U.S. Sen. Mark Pryor speaks to members of the Arkansas Chamber of Commerce in Little Rock, Ark., Thursday, Aug. 7, 2014. Pryor is seeking his third term in office and is being challenged by Republican U.S. Rep. Tom Cotton, who represents Arkansas' 4th Congressional District. (AP Photo/Danny Johnston)
LITTLE ROCK, Ark. (AP) – The ad war Democratic Sen. Mark Pryor and Republican Rep. Tom Cotton are waging over border security highlights just how much the GOP is counting on the immigration issue to boost their odds in the fight for an Arkansas Senate seat. It also shows how much Democrats are willing to engage on the issue.
The influx of thousands of young immigrants across the Mexican border and the fight in Washington over how to address it gives Cotton a chance to revive a topic he cited as one of his top concerns when he launched his bid to unseat Pryor a year ago. He's getting help from fellow Republicans in his home state, who are opening a multi-front push that includes visits to the border and raising the prospect of legislative hearings as they try to keep the issue in the forefront over the August recess.
Based on Arkansas' history, it's far from certain whether it's a strategy that will offer gains.
Immigration has offered mixed results for Arkansas politicians on both sides of the debate. Efforts at the state level to push for new restrictions by barring many state services to those in the country illegally have fizzled before the state Legislature. But so have repeated attempts to allow the state to charge in-state college tuition to the children of those here illegally.
The debate between Pryor and Cotton focuses primarily on the immigration overhaul measure approved by the Senate last year that most agree has no hope of ever being considered in the House. Cotton had spoken out against the measure before he launched his bid against Pryor, penning a column in the Wall Street Journal opposing the bill last summer, and he's regularly referred to it as amnesty.
The measure creates a pathway to citizenship over 13 years for millions of immigrants in the country unlawfully, but also sets out a series of requirements for securing the border that must be met first.
Cotton has continued focusing his criticism on Pryor's vote on that measure, with his latest television ad and comments suggesting the latest influx can be blamed in part on the immigration reform bill. Cotton said immigration is the top issue that comes up when he talks to voters around the state.

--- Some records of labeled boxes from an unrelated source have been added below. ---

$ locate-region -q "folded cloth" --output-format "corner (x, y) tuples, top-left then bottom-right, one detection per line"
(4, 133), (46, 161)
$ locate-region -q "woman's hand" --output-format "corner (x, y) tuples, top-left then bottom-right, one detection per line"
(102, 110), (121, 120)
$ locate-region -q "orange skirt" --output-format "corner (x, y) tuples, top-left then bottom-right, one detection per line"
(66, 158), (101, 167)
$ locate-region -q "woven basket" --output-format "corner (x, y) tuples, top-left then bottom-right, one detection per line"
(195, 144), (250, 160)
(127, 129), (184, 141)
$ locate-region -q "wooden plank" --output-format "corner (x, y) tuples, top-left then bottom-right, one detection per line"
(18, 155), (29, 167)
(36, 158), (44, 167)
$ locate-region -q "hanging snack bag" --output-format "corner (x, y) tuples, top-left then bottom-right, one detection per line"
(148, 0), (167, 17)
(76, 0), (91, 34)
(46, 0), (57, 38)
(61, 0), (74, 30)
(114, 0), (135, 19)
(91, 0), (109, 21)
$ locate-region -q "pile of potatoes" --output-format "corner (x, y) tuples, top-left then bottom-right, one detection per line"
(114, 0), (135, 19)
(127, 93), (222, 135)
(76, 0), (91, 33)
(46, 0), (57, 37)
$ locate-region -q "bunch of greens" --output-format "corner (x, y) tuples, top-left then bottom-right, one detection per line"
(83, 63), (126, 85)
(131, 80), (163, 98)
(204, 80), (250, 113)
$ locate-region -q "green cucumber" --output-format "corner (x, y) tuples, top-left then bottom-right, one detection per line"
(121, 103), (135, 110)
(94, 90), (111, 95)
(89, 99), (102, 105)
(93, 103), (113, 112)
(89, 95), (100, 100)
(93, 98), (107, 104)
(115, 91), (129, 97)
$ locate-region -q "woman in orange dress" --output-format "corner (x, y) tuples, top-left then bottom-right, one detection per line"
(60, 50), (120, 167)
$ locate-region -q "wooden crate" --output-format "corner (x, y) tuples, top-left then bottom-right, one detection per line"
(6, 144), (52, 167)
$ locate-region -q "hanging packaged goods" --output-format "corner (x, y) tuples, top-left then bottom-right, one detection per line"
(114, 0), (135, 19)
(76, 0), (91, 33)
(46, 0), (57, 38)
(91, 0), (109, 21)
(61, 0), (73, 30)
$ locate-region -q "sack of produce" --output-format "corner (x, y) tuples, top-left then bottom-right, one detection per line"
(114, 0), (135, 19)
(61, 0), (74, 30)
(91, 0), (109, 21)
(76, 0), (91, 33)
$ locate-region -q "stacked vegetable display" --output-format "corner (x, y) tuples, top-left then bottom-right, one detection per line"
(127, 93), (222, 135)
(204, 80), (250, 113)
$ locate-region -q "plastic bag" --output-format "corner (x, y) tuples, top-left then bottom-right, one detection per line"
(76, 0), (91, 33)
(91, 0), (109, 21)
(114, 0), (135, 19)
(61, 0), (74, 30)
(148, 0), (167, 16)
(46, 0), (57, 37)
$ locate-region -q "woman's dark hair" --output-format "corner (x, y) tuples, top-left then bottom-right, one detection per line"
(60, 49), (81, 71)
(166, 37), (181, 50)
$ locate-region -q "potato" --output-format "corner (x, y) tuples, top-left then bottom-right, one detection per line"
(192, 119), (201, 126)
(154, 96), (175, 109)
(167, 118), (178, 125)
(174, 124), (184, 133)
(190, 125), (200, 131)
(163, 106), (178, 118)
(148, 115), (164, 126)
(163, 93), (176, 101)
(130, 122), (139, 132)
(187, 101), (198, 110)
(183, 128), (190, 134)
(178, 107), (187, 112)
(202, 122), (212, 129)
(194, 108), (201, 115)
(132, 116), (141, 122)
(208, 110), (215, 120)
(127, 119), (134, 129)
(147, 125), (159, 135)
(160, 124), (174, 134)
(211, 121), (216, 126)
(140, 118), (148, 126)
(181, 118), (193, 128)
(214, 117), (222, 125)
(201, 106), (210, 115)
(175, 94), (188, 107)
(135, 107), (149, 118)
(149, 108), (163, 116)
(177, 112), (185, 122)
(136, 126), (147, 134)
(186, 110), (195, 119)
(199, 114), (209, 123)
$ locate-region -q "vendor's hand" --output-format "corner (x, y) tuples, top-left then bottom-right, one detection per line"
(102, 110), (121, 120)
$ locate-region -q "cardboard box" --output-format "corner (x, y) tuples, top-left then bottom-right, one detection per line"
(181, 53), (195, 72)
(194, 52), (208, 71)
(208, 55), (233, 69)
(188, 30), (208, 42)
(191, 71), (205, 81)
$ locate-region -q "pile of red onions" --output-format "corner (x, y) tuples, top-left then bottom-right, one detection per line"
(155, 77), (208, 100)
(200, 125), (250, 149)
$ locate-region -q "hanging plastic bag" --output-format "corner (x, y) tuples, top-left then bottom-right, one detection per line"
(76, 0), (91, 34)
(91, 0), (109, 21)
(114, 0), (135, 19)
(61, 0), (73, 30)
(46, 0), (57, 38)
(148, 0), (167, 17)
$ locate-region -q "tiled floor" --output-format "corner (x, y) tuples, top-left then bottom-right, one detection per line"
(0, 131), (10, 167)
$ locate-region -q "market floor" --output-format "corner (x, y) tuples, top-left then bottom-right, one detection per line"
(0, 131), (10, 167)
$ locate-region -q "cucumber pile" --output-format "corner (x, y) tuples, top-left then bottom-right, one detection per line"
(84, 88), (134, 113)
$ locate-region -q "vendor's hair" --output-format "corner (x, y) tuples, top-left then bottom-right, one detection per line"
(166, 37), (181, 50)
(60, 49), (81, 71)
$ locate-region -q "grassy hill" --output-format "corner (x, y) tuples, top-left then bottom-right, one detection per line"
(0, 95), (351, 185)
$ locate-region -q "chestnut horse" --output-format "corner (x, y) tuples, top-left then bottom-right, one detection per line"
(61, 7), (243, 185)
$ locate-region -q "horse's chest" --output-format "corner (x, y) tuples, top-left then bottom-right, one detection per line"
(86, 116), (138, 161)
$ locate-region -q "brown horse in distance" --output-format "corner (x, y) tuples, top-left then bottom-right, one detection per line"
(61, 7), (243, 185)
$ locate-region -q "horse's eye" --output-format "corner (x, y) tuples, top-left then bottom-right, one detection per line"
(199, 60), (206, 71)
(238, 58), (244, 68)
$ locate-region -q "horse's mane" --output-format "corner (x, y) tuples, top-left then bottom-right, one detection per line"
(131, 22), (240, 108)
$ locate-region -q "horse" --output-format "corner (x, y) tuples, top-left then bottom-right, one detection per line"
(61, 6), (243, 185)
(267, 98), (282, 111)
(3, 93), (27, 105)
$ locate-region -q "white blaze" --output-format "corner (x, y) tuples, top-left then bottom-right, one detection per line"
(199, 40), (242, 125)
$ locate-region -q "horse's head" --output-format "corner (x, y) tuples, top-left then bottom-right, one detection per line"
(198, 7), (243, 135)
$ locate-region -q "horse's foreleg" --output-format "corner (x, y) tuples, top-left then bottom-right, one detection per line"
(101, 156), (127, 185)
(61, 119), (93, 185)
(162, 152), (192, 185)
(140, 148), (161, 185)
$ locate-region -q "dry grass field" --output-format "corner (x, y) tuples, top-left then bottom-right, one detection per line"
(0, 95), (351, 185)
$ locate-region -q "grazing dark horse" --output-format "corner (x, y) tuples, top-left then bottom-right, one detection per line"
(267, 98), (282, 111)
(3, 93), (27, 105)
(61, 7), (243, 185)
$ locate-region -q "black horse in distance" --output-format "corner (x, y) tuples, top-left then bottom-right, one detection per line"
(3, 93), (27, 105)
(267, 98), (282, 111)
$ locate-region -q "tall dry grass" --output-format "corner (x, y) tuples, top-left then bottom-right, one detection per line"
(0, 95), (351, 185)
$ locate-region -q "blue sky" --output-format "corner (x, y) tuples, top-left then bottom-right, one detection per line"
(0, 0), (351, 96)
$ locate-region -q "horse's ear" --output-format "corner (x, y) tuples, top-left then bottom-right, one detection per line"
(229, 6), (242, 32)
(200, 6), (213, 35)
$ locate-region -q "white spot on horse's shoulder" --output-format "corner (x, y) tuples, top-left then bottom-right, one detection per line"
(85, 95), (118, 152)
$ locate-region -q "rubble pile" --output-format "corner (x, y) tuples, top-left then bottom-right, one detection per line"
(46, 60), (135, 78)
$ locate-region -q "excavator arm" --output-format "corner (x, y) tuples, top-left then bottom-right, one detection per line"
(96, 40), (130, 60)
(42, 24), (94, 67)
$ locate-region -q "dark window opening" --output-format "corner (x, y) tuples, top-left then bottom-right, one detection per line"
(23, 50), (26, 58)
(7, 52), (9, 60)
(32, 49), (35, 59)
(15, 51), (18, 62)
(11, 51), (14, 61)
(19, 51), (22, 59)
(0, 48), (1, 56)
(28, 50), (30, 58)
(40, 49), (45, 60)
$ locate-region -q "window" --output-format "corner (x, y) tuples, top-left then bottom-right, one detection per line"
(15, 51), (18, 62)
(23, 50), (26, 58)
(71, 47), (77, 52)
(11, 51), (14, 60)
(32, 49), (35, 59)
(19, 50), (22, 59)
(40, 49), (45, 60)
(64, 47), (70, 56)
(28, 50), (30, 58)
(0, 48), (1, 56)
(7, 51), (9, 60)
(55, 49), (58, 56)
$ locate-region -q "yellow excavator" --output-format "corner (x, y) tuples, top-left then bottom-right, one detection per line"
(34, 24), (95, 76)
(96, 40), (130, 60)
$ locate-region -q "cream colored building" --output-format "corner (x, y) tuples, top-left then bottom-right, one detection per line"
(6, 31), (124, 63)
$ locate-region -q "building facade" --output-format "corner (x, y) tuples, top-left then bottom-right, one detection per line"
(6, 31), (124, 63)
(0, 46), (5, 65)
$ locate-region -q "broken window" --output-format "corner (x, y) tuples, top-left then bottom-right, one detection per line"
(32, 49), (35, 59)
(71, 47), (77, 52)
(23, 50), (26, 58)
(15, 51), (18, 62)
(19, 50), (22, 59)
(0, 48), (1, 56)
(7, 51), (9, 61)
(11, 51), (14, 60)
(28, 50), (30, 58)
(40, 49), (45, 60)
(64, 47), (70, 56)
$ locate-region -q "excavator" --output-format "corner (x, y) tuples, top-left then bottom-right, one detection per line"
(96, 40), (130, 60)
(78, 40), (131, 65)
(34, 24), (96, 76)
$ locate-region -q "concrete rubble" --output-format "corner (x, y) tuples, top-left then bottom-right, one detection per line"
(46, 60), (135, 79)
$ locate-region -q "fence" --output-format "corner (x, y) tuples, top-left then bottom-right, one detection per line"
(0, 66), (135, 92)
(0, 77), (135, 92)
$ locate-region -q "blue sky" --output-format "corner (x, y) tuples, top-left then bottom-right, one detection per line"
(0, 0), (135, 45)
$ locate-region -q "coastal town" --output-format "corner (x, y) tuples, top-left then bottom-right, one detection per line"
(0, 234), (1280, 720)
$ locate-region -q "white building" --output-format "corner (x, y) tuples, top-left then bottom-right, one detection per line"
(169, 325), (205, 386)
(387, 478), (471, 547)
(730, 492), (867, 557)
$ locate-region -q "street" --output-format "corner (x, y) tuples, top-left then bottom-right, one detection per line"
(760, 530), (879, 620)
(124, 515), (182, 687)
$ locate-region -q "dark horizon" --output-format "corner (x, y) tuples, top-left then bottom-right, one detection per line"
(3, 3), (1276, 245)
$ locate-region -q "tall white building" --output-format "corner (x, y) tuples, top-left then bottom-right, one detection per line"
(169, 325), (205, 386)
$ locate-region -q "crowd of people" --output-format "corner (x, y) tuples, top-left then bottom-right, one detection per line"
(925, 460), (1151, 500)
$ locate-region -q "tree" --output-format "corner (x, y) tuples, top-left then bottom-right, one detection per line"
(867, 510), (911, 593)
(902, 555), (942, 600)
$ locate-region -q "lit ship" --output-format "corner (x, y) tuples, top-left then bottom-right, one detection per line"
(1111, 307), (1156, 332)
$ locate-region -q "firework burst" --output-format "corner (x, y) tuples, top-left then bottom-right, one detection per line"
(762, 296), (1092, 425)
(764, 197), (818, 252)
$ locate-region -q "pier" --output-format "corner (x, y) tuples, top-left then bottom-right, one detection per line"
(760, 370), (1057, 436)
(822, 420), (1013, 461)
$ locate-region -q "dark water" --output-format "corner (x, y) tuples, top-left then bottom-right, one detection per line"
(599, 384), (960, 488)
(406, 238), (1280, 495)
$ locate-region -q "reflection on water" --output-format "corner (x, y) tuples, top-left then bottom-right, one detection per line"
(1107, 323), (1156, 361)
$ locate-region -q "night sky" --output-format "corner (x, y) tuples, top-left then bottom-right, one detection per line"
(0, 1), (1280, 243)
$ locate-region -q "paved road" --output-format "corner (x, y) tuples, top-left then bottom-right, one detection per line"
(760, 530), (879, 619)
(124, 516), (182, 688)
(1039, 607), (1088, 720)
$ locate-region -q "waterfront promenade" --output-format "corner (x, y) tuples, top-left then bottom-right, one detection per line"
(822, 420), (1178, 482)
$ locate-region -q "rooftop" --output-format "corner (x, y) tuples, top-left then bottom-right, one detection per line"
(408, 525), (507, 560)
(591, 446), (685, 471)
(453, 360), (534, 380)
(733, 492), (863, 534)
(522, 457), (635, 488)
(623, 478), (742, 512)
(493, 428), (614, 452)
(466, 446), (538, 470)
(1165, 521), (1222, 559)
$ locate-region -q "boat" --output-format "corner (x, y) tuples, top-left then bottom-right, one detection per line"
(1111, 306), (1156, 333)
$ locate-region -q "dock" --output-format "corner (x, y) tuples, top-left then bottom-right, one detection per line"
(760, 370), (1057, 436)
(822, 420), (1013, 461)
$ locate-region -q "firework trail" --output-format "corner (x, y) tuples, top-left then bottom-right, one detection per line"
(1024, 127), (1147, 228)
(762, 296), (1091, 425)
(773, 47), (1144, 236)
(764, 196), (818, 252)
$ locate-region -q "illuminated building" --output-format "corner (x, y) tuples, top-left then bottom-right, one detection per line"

"It's not surprising when you announce to the world that you're about to give amnesty to anyone inside the United States that people outside the United States start streaming across your border," Cotton told The Associated Press before the ad began airing. "That was the utterly predictable consequence of that legislation along with the president's policies."
Pryor has pushed back against the ad, moving quickly to put up his own spot defending the immigration reform measure and featuring a quote from Republican Sen. John McCain — an author of the Senate-backed immigration bill — saying it's not intellectually honest to call the measure amnesty.
Pryor is defending the bill while he's also distancing himself from President Barack Obama's possible use of executive orders to address immigration.
"I'm not for government by executive order. (The president) needs to work with Congress, he needs to show some leadership, bring people together, get this done in a bipartisan way, find ways through this," Pryor told AP last week. "That's part of being president, lead the nation and lead to a solution."
While Pryor and Cotton wrangle over immigration, other GOP figures are also focusing on the issue. U.S. Rep. Tim Griffin and Sen. John Boozman have made separate trips to the U.S.-Mexico border, while state Sen. Bart Hester sent a letter to the governor asking for details about unaccompanied minors being placed in Arkansas. In the letter, Hester also hinted at the possibility of legislative hearings on the issue.
With Hispanics making up a small percentage of the state's voting age population, focusing on border security may offer less risks for Republicans in Arkansas than on a national level.
Advocates of immigration reform are still holding out hope that there can be a way to address the issue despite the political wrangling.
"I'm optimistic that people in Washington will wake up and acknowledge the need and potential impact on the economy," said Randy Zook, president of the Arkansas State Chamber of Commerce. "Even if it's just a little bit. Any progress would be welcomed at this point and is badly needed."